Cassidy has a Power Point presentation "to show to whoever will listen" laying out the case for a performing arts center in Northern Kentucky.

[] On the CSO.

"They're the pro team. They should get the press, the juice and all that. But you know? They could make the playoffs. Just going to Europe and Japan and making a few CDs is nice, but it's what you do here that will translate to everybody around the world."

The CSO, noted Cassidy, gets one-third of the annual Fine Arts Fund campaign ($3,275,662 out of $10,689,615 allocated in 2006). It also has a capital campaign in the works and a proposal to reduce Music Hall.
 
"It's about expectations and accountability. Do I think they're wonderful?  Absolutely. That's not the issue. The issue is what are you doing for the community."

[] On "shrinking" Music Hall.

"There's not a symphony orchestra in the world that can fill 3,500 seats. But since acoustics is not an exact science, any time you change the depth and surface features of a room you are going to alter its acoustics. So you could go to a pretty hefty expense (perhaps approaching as much as the cost of a new hall) and not know until after the fact what you are getting acoustically. As for new bathrooms, box office and Symphony offices, if they can show need and raise the money, I say knock yourself out."
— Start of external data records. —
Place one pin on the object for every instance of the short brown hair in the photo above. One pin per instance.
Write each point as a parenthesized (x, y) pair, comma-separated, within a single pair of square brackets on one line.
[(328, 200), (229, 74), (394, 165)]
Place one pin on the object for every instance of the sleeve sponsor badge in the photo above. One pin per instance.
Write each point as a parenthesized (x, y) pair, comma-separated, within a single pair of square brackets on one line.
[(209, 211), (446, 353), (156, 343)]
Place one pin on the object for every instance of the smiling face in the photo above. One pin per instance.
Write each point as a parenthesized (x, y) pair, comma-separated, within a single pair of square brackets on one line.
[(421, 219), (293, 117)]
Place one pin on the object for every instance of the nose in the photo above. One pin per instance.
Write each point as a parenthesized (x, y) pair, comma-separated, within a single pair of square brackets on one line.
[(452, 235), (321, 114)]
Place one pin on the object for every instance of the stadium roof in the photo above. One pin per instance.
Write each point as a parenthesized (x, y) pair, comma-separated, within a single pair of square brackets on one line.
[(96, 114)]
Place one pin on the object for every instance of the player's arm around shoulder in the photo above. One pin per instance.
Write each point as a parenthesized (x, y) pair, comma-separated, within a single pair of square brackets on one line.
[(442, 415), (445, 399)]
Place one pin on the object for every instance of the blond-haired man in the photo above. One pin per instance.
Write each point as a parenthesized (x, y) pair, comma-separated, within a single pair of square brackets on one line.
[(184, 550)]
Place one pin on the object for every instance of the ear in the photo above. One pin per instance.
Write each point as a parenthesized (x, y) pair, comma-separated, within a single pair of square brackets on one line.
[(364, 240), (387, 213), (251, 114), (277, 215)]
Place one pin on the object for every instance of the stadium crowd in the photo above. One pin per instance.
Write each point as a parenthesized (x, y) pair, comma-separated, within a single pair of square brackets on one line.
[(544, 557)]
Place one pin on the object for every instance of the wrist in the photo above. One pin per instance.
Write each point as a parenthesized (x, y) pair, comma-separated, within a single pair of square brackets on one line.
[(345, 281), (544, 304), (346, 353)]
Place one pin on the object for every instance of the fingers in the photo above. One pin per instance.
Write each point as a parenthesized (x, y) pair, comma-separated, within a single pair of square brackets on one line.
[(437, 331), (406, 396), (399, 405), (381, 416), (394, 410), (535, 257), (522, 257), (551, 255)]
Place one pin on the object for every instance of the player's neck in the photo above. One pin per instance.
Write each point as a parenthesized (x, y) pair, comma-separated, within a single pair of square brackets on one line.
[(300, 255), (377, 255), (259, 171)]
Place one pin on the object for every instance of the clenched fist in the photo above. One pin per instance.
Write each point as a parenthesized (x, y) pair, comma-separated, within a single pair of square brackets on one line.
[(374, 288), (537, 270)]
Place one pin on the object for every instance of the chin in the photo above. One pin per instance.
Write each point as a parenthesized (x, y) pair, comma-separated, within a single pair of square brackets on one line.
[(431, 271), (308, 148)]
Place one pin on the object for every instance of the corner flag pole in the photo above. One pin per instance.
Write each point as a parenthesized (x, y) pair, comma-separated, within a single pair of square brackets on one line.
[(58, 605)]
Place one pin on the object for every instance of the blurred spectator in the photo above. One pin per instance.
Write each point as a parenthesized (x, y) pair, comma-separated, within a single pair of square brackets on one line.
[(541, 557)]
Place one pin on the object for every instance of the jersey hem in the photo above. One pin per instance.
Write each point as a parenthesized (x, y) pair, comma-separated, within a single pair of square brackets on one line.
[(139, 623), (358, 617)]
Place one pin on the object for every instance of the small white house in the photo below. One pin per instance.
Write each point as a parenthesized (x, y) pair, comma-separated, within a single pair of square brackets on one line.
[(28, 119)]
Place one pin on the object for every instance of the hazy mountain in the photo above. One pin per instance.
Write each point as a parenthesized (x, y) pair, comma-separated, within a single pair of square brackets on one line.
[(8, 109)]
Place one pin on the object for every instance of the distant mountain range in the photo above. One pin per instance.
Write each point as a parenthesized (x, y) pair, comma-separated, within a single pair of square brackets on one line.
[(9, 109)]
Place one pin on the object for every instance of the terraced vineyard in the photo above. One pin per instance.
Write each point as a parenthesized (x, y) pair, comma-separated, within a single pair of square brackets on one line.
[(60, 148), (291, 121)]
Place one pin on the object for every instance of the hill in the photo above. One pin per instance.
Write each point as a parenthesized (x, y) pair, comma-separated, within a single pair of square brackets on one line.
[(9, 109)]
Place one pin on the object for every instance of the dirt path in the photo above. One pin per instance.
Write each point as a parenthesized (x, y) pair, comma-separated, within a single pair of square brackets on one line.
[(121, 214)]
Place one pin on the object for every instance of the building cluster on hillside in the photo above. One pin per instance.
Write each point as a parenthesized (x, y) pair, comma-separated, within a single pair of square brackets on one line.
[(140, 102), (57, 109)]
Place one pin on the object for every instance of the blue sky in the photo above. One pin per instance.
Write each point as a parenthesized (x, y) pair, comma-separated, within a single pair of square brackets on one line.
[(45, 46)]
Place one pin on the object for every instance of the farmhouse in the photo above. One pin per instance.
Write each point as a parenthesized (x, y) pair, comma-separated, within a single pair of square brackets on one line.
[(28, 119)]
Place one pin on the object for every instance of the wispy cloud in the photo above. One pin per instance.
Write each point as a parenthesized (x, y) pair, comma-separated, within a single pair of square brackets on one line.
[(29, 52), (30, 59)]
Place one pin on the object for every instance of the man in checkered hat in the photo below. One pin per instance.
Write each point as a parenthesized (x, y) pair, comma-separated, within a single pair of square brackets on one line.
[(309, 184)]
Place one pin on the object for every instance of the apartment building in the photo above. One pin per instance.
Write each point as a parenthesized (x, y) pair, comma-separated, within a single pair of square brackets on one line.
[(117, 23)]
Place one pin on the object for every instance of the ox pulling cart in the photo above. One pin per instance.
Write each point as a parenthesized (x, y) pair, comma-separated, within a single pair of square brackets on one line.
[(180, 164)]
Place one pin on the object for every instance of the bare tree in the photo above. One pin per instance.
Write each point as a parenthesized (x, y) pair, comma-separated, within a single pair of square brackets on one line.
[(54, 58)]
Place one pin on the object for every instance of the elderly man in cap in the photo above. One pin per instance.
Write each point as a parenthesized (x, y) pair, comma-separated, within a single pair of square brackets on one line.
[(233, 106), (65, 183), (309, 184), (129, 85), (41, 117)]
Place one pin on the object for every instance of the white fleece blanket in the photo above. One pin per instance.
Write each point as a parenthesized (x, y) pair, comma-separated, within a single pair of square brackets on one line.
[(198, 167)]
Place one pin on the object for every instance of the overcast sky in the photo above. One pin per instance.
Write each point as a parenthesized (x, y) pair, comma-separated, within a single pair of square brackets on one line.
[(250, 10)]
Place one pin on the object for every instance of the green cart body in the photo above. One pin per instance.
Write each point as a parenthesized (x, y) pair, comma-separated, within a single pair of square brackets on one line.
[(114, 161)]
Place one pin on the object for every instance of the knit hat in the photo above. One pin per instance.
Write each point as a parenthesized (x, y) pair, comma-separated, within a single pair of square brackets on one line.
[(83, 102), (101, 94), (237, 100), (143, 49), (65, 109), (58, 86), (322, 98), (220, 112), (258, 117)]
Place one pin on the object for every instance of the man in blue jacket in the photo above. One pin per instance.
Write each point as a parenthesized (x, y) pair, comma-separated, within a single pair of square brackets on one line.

[] What Cassidy is proud of.

"I'm proud of being able to keep the programming fresh and engaging and that artistically, the orchestra continues to grow. Also, being fiscally responsible.
"If you're a successful business person, you're part missionary and part coach. You have to have the zeal and willingness to get out there and share everything that you're doing. Then you have to have a coach's eye for not settling for less. I tell kids in concerts that the difference between me and a football coach is I can't scream during a game."

[] Cassidy's concerns.

"Attrition rates with us are huge (many KSO players are CCM students, for example). The luxury the CSO has is the same guys are there. With us, between programs and across seasons, it could fluctuate everywhere from a 5-25 percent change in personnel. If Marvin Lewis had to deal with that for every game, how many would they win?"

Another concern is the audience. "We haven't reached the numbers we'd hoped for. It's part the industry. I mean the big guys are having trouble, too."

The KSO is "stuck in a phase where we're just continuing," he said. "We're due for a level shift. We need something that tickles and creates the opportunity for that to happen. There's no fireworks, no big news (venue, leadership, a big donation) that says the Kentucky Symphony Orchestra is about to do wonderful things."

For that, Cassidy keeps his Power Point presentation handy.